Review: Whisker – Moon Mood (Husky Pants, Feb 23)

On Moon Mood, their first album as Whisker, Tiger Hatchery drummer Ben Billington and bassist Andrew Scott Young weave one of the more unusual—and enthralling—duo improvisations I’ve heard. Though Billington pounds the kit mercilessly in the aforementioned project, a trio with saxophonist Michael Forbes, here he embraces a much more subdued palette of abstract electronics. At first, the contrast between these burbling transmissions and Young’s dissonant but largely conventional playing is stark, almost off-putting even, but the pair’s particular style of musical conversation soon becomes not only palpable, but visceral.
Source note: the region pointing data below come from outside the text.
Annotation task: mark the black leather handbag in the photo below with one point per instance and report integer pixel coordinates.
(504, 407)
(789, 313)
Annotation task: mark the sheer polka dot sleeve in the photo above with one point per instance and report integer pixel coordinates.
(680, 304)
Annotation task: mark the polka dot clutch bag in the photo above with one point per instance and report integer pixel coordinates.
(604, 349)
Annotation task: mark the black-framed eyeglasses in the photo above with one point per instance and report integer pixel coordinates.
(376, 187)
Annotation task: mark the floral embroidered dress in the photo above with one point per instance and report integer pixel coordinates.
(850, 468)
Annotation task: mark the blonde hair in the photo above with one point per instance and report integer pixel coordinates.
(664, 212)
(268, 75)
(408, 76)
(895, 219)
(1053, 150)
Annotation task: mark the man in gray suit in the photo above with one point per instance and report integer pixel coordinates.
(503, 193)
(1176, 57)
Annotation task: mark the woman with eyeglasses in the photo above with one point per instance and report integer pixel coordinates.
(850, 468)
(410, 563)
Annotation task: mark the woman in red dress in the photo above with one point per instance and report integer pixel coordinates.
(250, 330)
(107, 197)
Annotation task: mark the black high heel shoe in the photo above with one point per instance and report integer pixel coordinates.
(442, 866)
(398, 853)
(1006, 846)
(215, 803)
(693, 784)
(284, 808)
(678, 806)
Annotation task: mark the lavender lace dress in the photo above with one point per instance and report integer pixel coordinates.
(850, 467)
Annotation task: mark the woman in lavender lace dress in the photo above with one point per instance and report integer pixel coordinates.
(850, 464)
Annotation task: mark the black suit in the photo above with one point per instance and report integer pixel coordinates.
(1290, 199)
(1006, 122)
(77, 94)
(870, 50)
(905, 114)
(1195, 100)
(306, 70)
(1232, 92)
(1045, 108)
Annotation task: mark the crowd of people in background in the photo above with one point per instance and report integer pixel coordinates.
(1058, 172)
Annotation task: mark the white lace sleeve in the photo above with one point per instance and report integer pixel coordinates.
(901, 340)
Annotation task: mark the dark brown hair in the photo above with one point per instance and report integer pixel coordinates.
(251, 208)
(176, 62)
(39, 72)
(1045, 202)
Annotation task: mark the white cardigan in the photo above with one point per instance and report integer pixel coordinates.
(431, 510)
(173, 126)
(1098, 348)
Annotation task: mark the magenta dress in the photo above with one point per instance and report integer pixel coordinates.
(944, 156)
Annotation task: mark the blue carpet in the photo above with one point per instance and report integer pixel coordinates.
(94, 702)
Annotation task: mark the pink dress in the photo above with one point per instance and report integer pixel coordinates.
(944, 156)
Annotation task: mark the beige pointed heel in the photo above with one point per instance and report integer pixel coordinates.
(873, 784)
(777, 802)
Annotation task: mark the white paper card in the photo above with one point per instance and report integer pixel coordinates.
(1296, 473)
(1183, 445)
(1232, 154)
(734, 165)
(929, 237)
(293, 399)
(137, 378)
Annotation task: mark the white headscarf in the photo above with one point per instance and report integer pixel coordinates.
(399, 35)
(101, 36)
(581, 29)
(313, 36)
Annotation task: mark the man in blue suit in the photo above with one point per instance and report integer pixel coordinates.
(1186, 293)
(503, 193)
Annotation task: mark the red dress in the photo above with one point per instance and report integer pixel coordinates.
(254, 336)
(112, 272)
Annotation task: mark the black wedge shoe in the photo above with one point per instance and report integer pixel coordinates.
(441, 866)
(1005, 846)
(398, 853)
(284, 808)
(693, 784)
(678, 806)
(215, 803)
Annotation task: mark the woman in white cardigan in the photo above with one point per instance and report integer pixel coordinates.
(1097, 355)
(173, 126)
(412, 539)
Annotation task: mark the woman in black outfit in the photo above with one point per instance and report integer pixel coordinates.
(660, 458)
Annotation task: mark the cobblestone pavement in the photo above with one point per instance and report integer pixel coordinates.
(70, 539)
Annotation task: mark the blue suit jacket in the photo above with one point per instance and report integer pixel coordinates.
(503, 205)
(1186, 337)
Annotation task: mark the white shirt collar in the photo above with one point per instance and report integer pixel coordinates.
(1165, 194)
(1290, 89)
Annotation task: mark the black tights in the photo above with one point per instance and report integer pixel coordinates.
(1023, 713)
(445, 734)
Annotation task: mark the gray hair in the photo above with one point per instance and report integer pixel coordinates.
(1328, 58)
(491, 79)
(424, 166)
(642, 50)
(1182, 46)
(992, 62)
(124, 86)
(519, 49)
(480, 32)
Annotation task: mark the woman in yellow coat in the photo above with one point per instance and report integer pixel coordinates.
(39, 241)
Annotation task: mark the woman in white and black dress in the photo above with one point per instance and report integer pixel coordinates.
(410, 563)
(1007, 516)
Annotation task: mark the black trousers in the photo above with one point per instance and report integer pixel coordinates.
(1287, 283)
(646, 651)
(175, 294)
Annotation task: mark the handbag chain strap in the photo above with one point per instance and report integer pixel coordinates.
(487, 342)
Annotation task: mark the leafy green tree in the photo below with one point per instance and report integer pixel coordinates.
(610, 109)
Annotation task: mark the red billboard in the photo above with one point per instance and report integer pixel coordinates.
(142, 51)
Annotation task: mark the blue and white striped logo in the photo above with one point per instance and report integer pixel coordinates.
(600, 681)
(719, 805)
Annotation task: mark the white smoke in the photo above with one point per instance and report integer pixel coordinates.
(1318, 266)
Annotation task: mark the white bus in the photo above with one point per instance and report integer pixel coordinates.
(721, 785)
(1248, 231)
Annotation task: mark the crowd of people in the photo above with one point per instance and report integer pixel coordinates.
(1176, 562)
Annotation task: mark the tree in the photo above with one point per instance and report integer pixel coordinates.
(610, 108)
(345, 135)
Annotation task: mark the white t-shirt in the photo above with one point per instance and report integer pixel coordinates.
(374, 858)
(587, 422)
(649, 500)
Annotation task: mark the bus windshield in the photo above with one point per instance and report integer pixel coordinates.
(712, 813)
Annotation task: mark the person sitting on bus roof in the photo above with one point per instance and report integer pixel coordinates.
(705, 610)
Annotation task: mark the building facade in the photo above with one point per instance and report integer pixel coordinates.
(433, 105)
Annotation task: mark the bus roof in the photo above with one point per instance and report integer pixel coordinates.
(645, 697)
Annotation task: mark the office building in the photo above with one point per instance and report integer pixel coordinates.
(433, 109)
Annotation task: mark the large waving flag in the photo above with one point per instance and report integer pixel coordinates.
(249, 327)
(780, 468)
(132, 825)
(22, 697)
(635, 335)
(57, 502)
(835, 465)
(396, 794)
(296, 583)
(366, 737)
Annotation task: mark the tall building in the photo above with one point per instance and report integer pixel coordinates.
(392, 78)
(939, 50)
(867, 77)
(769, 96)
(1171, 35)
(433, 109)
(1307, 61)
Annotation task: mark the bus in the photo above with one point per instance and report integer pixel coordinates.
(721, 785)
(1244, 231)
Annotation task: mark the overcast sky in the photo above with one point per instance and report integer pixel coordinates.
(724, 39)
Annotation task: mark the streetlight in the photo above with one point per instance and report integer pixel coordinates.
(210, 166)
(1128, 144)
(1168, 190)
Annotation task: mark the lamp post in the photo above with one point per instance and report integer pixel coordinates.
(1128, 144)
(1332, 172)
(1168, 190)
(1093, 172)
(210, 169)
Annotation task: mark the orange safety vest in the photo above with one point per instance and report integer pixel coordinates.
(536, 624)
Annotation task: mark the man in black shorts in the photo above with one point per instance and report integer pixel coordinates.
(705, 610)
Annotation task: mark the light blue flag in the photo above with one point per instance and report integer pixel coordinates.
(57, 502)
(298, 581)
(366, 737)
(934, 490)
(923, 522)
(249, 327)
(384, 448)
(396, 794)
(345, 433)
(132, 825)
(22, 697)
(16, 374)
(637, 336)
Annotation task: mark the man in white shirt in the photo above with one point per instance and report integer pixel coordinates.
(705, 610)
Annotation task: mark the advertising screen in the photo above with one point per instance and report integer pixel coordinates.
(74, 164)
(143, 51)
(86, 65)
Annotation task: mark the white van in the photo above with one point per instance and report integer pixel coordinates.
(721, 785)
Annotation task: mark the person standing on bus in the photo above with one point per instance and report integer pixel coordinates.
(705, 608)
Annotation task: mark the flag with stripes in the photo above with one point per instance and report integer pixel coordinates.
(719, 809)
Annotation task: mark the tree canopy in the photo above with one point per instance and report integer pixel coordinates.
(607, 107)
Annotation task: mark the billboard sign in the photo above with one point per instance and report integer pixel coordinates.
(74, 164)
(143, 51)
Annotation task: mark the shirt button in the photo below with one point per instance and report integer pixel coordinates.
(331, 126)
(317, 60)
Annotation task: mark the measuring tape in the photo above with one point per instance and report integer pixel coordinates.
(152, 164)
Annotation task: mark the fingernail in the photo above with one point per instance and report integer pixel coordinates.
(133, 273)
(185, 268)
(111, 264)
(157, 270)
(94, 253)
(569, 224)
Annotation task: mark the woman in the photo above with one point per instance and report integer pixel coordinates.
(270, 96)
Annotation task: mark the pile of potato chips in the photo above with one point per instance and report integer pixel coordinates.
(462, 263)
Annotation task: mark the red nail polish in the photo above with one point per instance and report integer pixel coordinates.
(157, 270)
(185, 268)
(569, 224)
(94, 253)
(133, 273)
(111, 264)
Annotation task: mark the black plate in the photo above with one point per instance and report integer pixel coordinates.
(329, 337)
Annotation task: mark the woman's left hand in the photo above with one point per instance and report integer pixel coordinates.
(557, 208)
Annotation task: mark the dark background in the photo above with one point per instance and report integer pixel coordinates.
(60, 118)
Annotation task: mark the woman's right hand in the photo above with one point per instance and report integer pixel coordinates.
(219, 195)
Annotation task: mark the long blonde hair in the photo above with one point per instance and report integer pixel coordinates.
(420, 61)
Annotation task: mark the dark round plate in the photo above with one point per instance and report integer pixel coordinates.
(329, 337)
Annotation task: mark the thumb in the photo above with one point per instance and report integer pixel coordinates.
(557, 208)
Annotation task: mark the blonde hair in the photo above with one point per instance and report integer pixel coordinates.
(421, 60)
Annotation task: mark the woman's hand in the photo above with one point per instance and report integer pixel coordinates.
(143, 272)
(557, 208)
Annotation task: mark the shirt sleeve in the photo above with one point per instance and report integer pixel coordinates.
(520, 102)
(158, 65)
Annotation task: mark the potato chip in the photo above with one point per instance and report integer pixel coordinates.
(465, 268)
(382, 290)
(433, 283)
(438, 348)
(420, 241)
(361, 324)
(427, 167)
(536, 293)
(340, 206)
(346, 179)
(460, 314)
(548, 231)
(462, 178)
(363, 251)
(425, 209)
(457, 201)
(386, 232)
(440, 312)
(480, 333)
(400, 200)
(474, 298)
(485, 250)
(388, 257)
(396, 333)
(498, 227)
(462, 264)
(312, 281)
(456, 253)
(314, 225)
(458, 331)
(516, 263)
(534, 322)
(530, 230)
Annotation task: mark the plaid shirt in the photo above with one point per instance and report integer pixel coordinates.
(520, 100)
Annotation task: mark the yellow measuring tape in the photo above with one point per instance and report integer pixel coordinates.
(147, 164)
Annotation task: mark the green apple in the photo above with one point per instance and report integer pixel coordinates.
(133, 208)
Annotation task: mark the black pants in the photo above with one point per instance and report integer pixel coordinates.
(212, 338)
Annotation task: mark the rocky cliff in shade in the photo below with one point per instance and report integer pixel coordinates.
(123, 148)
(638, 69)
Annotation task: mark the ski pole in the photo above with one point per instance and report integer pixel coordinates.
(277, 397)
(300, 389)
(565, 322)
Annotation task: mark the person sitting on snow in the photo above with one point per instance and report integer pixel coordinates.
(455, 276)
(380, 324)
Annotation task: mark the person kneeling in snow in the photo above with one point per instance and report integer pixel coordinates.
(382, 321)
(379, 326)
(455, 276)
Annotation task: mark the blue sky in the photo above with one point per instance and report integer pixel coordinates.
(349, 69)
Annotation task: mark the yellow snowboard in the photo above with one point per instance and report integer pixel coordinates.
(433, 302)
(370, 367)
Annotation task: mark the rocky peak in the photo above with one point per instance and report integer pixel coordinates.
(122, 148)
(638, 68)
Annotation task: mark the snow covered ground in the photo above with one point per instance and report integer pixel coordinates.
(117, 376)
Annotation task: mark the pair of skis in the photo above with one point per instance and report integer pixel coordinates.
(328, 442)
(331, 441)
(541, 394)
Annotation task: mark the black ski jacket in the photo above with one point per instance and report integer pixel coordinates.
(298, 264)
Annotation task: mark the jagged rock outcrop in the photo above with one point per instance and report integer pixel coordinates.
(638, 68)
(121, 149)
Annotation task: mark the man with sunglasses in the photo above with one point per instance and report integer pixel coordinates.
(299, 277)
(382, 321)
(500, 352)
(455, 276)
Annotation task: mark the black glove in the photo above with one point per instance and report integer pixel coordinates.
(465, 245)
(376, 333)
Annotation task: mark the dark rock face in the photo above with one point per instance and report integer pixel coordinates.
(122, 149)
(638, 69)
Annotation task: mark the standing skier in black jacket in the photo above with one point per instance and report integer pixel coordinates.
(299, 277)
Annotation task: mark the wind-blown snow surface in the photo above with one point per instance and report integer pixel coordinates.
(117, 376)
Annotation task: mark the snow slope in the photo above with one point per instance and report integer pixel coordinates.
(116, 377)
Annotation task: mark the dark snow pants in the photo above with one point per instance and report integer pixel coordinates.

It’s a strange combination of edge-of-your-seat, suspenseful volatility and something much more languid; each musician has a wide range of intrusions at their disposal, from sparse to punishing, but the detailed noise they produce together is not an outward assault, nor even a muscular, indulgent chaos of Euro free jazz (I can’t help but think of Kowald when lost in Young’s throaty, expressive bowing)… they’re just jamming. Though that may sound reductive, it isn’t at all, because for me all the intrigue of Moon Mood is in the fluidity of exchange, wordless questions and proposals and answers and reactions. It’s well-recorded but you still feel like you’re in the room with them; at one point Billington rides on a low, buzzing throb that could very well be a vibrating cell phone, and it has the interesting effect of grounding one’s perspective to a space only hinted at, within which the instrumental gestures are even more astounding. Right now I’m particularly obsessed with a moment about four minutes into the second track, when the duo tries their hand(s) at a whimsical call-and-response, and their flurry of jutting tones and scant bow slices just absolutely nails it. Looking forward to more stuff from Whisker.